2

Another question about L2/L3 caches explained that L3 can be used for inter process communication (IPC).

Are there other methods/pathways for this communication to happen?

The reason why it seems that there are other pathways is because Intel nearly halved the amount of L3 cache per core in their newest processor lineup (1.375 MiB per core in SKL-X) vs. previous generations (2.5 MiB per core in Broadwell EP).

Per-core private L2 increased from 256k to 1M, though.

Peter Cordes
  • 328,167
  • 45
  • 605
  • 847
Greg
  • 8,175
  • 16
  • 72
  • 125
  • 1
    Memory and IPIs. L3 is just a side effect. One could stretch it and includes devices too (e.g. a disk). – Margaret Bloom Sep 09 '17 at 14:26
  • bandwidth and capacity aren't necessarily related.
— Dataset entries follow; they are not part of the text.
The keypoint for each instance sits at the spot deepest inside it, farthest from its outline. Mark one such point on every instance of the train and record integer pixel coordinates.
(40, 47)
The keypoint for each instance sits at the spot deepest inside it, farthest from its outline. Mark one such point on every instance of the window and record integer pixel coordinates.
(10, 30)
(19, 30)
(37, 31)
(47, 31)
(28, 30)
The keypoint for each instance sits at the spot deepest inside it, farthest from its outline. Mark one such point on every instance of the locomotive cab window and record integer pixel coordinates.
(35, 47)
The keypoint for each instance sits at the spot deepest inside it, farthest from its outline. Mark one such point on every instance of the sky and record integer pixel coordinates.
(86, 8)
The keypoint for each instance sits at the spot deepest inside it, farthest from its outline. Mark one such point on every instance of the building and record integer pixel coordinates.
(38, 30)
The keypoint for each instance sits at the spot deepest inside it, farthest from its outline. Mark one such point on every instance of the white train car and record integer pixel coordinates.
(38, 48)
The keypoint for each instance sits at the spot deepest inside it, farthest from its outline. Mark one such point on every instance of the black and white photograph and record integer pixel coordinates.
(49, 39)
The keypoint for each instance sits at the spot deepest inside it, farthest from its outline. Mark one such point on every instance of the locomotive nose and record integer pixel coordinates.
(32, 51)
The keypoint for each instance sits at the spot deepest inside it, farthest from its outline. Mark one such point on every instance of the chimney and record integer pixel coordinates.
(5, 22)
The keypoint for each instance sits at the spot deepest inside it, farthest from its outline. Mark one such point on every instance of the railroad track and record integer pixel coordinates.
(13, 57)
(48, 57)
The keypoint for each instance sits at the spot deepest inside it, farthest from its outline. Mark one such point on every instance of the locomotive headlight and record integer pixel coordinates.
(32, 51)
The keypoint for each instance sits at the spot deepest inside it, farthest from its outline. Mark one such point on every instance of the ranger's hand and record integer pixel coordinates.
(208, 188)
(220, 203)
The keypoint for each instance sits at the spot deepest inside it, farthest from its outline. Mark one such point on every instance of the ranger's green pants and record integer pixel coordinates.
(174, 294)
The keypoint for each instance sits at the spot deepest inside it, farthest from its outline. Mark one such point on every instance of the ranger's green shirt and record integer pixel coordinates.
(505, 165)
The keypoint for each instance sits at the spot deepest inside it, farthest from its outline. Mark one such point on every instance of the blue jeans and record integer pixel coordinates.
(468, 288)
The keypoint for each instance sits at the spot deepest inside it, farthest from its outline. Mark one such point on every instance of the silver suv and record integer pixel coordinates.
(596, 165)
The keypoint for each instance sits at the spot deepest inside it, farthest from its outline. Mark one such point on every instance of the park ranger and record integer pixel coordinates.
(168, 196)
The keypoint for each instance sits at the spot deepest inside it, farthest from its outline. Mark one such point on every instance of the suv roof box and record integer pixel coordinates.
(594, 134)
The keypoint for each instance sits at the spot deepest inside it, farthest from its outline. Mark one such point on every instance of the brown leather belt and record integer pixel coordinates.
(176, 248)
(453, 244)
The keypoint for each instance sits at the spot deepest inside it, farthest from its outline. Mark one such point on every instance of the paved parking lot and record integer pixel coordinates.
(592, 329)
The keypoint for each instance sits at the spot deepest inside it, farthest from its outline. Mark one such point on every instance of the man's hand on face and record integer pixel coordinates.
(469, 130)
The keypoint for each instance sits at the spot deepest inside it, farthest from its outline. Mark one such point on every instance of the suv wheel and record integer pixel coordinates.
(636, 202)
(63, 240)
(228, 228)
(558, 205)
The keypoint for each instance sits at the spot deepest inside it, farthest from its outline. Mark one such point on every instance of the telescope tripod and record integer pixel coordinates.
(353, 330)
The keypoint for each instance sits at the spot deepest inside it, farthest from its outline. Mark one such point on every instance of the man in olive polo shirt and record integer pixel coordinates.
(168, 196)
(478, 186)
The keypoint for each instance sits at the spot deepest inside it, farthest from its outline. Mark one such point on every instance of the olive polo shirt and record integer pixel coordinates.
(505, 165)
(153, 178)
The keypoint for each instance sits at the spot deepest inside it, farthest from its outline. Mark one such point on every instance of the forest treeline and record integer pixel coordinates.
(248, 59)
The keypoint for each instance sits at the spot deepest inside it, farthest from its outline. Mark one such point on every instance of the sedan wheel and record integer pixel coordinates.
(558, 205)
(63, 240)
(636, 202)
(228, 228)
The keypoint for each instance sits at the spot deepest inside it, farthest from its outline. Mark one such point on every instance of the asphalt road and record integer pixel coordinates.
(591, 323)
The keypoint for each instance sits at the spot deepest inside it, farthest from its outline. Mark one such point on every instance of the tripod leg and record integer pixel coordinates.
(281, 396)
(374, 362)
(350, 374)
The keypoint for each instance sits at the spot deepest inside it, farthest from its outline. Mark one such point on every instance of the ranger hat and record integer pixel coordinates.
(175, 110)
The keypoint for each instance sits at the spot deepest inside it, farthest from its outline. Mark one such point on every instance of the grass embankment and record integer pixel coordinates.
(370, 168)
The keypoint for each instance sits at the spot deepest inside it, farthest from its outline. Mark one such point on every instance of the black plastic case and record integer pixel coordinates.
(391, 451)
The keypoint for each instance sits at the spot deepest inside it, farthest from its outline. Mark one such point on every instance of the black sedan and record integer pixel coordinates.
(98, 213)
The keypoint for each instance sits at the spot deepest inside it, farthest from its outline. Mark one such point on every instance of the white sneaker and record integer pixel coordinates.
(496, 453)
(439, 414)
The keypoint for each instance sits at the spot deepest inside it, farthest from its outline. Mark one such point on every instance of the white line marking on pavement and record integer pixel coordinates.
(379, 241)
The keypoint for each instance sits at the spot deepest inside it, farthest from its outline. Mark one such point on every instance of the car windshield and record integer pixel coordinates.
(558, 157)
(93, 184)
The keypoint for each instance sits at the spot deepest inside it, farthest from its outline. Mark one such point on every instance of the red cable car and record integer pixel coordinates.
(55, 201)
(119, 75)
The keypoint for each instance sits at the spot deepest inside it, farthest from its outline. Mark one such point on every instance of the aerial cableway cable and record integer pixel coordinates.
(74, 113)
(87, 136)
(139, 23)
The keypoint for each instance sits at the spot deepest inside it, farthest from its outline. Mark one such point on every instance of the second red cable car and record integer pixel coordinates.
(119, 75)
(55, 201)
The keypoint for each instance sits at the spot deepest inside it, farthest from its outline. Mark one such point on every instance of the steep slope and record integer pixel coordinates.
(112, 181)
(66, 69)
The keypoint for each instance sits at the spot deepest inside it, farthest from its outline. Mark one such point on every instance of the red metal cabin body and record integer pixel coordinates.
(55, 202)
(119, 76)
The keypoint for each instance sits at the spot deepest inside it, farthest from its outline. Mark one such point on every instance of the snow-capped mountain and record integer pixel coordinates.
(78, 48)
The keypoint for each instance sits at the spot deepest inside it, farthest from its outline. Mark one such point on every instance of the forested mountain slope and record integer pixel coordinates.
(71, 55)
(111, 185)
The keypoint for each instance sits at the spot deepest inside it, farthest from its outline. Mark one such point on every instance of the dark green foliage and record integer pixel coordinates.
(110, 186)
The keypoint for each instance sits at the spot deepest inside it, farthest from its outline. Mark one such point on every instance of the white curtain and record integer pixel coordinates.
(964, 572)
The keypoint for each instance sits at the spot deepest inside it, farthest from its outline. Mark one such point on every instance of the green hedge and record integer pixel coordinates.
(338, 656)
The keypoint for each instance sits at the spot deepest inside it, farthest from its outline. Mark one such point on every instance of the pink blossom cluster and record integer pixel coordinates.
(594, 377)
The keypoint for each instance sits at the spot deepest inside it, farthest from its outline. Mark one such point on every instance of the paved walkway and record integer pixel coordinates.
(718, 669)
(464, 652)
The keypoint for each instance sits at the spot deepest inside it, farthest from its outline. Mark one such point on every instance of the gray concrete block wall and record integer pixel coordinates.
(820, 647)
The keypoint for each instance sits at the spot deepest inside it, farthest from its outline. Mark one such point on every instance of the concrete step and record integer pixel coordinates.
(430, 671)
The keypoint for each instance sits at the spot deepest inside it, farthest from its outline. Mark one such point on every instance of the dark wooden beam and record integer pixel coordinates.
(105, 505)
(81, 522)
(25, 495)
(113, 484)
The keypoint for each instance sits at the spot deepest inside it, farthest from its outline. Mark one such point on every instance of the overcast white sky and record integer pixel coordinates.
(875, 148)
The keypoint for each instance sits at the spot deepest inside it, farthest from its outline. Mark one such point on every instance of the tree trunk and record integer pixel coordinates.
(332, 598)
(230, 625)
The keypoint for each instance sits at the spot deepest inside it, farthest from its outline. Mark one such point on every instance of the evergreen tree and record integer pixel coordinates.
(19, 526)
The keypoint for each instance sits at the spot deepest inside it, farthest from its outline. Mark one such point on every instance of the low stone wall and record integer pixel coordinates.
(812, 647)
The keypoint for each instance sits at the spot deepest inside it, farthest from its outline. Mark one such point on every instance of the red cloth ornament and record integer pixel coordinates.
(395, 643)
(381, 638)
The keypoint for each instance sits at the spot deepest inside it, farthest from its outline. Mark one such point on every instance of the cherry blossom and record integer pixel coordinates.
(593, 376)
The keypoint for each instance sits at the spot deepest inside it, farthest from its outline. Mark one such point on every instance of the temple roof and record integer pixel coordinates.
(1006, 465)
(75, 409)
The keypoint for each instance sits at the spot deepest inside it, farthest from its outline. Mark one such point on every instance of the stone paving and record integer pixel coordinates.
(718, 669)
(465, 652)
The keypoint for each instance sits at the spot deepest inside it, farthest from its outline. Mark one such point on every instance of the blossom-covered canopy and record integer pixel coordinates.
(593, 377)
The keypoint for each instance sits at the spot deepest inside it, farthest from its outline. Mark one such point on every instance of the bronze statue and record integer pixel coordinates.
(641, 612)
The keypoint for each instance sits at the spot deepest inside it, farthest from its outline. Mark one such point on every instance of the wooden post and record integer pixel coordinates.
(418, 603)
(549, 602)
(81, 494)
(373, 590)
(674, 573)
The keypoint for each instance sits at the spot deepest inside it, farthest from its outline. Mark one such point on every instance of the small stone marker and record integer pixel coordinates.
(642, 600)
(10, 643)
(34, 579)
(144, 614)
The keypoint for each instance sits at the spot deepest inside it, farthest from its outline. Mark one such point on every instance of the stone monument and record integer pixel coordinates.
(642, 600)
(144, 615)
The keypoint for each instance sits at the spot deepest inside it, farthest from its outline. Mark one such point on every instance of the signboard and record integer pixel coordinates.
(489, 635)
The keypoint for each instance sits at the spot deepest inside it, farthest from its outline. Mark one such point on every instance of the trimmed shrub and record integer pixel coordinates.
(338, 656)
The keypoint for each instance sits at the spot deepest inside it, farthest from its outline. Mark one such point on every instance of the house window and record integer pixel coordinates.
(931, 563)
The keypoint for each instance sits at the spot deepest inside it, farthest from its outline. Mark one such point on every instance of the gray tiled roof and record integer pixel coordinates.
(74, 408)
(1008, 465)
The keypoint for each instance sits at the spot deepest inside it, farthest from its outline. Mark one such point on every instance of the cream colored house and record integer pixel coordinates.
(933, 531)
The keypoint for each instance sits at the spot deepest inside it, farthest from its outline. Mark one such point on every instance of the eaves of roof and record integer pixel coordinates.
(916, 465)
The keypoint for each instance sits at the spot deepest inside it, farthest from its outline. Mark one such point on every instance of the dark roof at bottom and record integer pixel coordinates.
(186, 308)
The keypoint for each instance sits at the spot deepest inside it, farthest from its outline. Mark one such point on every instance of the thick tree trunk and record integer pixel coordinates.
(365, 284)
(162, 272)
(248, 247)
L3 is still fairly large overall in SKL-X. (And note that the desktop Skylake/Kaby Lake CPUs still have the same amount of L3 as previous generations, and probably still a ring bus like Haswell instead of a mesh (which is probably what SKL-X uses.) – Peter Cordes Sep 10 '17 at 22:06
  • @PeterCordes My understanding was that SKL-X had enough L3 so that every core's L2 could be stored on it (and therefore information easily exchanged between the cores without going into DRAM). Wouldn't decreasing on L3 (to a level which does not fit all cores L2 cache) not increase the probability of the data being fetched from RAM in order to exchange it between cores? Am I missing something? – Greg Sep 11 '17 at 00:28
  • 1
    Sure, it means you have to design your software to reuse data sooner if you want it to still be hot in L3 when a consumer thread gets to it. It's unlikely that the only data in L3 is data that was written by one core and will next be read by another, though; most multi-threaded workloads involve plenty of private data, too. Also, SKL-X (and later?) L3 is not inclusive, so shared read-only data from L3 doesn't evict it from L2 of cores still using it. – Peter Cordes Sep 11 '17 at 00:34
  • @PeterCordes L3 is still bigger however the newest xeons have reduced L3 as a proportion of L2: https://en.wikipedia.org/wiki/List_of_Intel_Xeon_microprocessors#Xeon_Gold_.28quad_processor.29 – Greg Sep 11 '17 at 01:01
  • 1
    Neat, the low-core-count parts still have large L3, e.g. a 6-core Gold Xeon with 19.25MiB L3. That's 14 slices of 1.375MiB L3, but hopefully they don't actually have 14 mesh or ring nodes for just 6 active cores (that would be bad for latency). The smallest L3 cache is in the 10-core part, which may be using [the High-Core-Count (HCC) die](http://www.anandtech.com/show/11550/the-intel-skylakex-review-core-i9-7900x-i7-7820x-and-i7-7800x-tested/6), with only 13.75 MiB of L3 to go with its 10x1 MiB of L2. (One slice per active core, while the lower core counts are special.) – Peter Cordes Sep 11 '17 at 17:43

1 Answers1

3

There are inter-processor_interrupts, but that's not new, and not used directly by normal multi-threaded software. The kernel might use an IPI to wake up another core from low-power sleep, or maybe not notify it that a high-priority task became runnable after a task on this CPU released an OS-assisted lock / mutex that other tasks were waiting for.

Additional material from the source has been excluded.